Scarcely had the locusts disappeared, than what looked like a thick, black fog-bank was seen rising from the direction whence they had come. It approached nearer and nearer. Leblanc, riding forward, pointed it out to Burnett.
“The prairie is on fire,” he remarked.
“I know it is; I saw it from the first. But I don’t think it will come near us.”
“I am not quite so sure of that.

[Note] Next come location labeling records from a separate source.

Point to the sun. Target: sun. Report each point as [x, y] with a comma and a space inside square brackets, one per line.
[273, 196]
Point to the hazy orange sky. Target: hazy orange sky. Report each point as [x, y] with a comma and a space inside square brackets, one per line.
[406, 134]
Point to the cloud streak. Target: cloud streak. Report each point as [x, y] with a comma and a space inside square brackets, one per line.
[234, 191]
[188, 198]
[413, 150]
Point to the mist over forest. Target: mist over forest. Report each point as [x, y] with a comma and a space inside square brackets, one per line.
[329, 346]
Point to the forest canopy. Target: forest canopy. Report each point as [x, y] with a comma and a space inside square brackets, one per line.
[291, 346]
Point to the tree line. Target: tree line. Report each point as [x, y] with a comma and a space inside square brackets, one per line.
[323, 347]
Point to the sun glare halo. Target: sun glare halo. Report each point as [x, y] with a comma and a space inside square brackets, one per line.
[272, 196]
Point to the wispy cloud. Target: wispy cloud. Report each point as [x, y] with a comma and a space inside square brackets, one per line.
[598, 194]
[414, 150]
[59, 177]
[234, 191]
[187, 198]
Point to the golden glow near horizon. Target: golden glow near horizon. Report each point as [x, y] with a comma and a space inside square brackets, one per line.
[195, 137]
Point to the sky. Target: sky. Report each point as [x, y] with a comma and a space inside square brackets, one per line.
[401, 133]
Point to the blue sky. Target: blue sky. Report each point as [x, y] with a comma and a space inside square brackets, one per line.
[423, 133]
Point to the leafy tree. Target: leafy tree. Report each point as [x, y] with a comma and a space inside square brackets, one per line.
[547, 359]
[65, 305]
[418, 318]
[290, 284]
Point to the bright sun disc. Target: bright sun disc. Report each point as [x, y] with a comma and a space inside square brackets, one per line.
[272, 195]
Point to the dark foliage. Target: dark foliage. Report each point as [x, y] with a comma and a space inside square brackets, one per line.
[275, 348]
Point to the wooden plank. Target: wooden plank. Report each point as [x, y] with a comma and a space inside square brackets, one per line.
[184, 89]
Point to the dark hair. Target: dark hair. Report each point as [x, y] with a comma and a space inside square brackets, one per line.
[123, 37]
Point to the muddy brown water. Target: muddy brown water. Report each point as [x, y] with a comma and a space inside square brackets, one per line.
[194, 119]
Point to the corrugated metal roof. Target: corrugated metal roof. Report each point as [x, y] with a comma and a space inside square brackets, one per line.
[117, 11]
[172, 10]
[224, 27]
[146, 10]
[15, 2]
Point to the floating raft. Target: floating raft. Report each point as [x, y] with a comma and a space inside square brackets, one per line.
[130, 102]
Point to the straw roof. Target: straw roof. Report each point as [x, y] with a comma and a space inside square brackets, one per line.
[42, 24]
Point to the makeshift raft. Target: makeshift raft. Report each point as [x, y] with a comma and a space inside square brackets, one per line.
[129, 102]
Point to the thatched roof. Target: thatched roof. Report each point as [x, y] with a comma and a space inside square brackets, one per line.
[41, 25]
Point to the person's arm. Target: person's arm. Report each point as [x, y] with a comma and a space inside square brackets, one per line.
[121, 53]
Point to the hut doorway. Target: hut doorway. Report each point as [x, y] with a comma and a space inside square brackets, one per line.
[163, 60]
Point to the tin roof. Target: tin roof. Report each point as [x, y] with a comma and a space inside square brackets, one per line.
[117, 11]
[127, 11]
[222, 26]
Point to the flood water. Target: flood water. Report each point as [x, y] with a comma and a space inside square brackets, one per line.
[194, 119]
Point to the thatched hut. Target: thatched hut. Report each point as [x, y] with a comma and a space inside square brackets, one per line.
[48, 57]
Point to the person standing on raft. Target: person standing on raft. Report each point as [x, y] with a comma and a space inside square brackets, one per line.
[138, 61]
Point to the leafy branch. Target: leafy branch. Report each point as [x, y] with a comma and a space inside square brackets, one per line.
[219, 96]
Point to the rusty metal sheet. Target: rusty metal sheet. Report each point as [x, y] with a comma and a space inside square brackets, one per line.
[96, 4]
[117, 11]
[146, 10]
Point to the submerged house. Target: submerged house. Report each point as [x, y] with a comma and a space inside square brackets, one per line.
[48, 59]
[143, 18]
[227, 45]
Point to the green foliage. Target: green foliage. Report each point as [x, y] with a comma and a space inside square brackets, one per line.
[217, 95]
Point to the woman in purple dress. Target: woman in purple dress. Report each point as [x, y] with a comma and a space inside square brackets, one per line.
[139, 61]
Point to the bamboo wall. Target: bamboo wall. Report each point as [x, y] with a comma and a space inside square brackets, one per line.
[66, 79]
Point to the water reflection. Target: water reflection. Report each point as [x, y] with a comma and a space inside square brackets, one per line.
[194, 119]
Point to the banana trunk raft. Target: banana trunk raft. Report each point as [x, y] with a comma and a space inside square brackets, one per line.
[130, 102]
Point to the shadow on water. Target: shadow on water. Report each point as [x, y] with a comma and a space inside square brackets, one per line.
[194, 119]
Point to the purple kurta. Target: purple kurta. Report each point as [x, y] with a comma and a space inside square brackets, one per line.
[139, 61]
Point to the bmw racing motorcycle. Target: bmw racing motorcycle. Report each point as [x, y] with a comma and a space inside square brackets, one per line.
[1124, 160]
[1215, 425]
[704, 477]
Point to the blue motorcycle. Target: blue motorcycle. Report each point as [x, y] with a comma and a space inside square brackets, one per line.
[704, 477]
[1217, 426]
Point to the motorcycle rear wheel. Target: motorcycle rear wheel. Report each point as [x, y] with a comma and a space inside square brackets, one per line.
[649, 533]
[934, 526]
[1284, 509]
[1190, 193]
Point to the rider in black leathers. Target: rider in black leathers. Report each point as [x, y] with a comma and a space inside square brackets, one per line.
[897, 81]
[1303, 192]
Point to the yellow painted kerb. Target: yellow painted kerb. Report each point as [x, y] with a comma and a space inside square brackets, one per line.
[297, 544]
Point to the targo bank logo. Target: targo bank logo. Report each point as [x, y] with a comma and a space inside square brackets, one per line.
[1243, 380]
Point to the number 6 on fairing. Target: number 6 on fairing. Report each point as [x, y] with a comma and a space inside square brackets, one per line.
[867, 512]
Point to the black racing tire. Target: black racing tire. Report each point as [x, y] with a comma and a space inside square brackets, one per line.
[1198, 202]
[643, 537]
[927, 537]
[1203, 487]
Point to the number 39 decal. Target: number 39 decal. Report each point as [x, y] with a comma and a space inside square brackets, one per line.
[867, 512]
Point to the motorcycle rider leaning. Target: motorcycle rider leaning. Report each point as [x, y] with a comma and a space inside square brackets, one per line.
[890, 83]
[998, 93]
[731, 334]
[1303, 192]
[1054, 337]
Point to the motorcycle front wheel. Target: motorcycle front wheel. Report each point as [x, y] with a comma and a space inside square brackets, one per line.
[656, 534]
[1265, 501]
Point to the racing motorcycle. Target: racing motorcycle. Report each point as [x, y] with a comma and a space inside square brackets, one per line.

It comes on fast, and the grass here is very long,” said the guide.
“Then we’ll make our way to yonder knoll, where it is shorter,” said Burnett, who was not to be put out by Indians, locusts, or prairie fires.
The word was given to drag the carts towards the spot Burnett had indicated.
“A fire on the prairie is a serious matter, is it not?” observed Loraine, in a tone of inquiry.
“I do not much fear it, notwithstanding,” answered Burnett. “We shall have a storm before long, I suspect, and that will fight the flames.”
“I should have thought that a storm would be more likely to fan them into greater fury,” remarked Loraine, who considered that Burnett was not sufficiently alive to the dangers they might have to encounter from the fire.
“Not if it rains as I expect it will,” observed Burnett. “Look at that cloud ahead. It contains a torrent sufficient to extinguish the fiercest flames.”